# how loose should a metal band be?



## combattank (Feb 5, 2010)

How loose should the metal bracelet (band) be on an analog watch? 

I just got a MTG1000-1. I decided to finally buy a watch with a metal bracelet after using G-Shock watches with the normal resin bands for years. For some reason, parts of the resin straps tend to break on me, especially the part that holds the strap down after the buckle.

I can currently put my index finger into the band when I wear it on my wrist. Is this considered to be the normal looseness?


----------



## BenL (Oct 1, 2008)

You know, it's really up to you. Personally, I usually like mine such that just my little finger is able to slip through.

Btw, congrats on your new MTG. It's a goodie. :-!


----------



## uktrailmonster (Nov 18, 2007)

As far as I know there's no law on this. Whatever you find most comfortable. If you like a snug fit, just allow for a little expansion of your wrist when it gets warm.


----------



## chonga (Dec 30, 2008)

I usually use this as a guideline:

If the actual watch can move to the opposite side of your wrist by simply shaking it around, then it's loose.

If you are left with an imprint on your wrist after taking it off, it's too tight.


----------



## c.k. (Jul 30, 2009)

I always wear mine that I can fit 2 fingers, between bracelet and the wrist.


----------



## cowboytuna (Oct 28, 2009)

I used to wear mine lose. but lately, I'm inclined to wear it semi-fit.


----------



## MikeAB (Jan 17, 2010)

I tend to wear my watches on the tight side. Can barely fit my pinkie finger between band and wrist. Can move watch up and down wrist, bu I do not like it when case shifts from side to side. But again, it is a personal preference.


----------



## checknwatch (Aug 30, 2009)

It's all personal preference. For me, watches with buttons or pushers (everything from G-Shocks to analog chronographs) get worn snug on the wrist but never tight. Non-chrono analogs tend to sit looser on the wrist.


----------



## stripe (May 20, 2009)

It needs to be as tight as it has to be, for the watch to stop turning and twisting on my wrist


----------



## Shel (Feb 5, 2010)

combattank said:


> How loose should the metal bracelet (band) be on an analog watch?
> 
> I just got a MTG1000-1. I decided to finally buy a watch with a metal bracelet after using G-Shock watches with the normal resin bands for years. For some reason, parts of the resin straps tend to break on me, especially the part that holds the strap down after the buckle.

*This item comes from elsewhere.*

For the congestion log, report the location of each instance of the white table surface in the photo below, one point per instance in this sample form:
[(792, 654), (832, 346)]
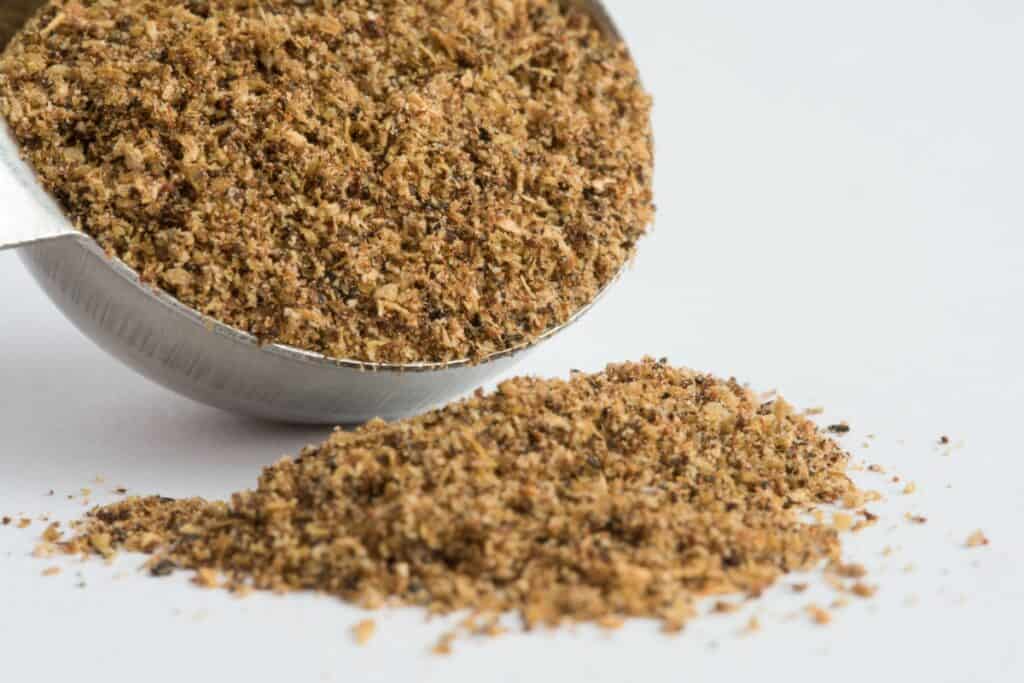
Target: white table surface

Congrats on your new purchase!

I just received this watch about a week ago, and really love it!

As for how tight/loose to wear it, as someone else suggested, I'd say it should be loose enough so it doesn't leave a mark on your wrist, but tight enough so it doesn't twist around so you can't view it quickly.

I basically allow about enough room so I can put my pinky between my wrist and the watch band.


----------



## duke4c (Feb 12, 2006)

Shel said:


> I basically allow about enough room so I can put my pinky between my wrist and the watch band.


+1 I agree.

Anoying part is when you discover that that "perfect fit" that you just found no longer works in summer (for example) since your wrist size changes per season.

This is part of the reason why I love rasin so much. I never had problems with rasin in this regards. Metal however tends to be anoying... too loose, too fit... to much adjusting for that "perfect" fit... and not having a pefect fit somehow always anoys the living daylight out of me...:-d

Cheers:-!


----------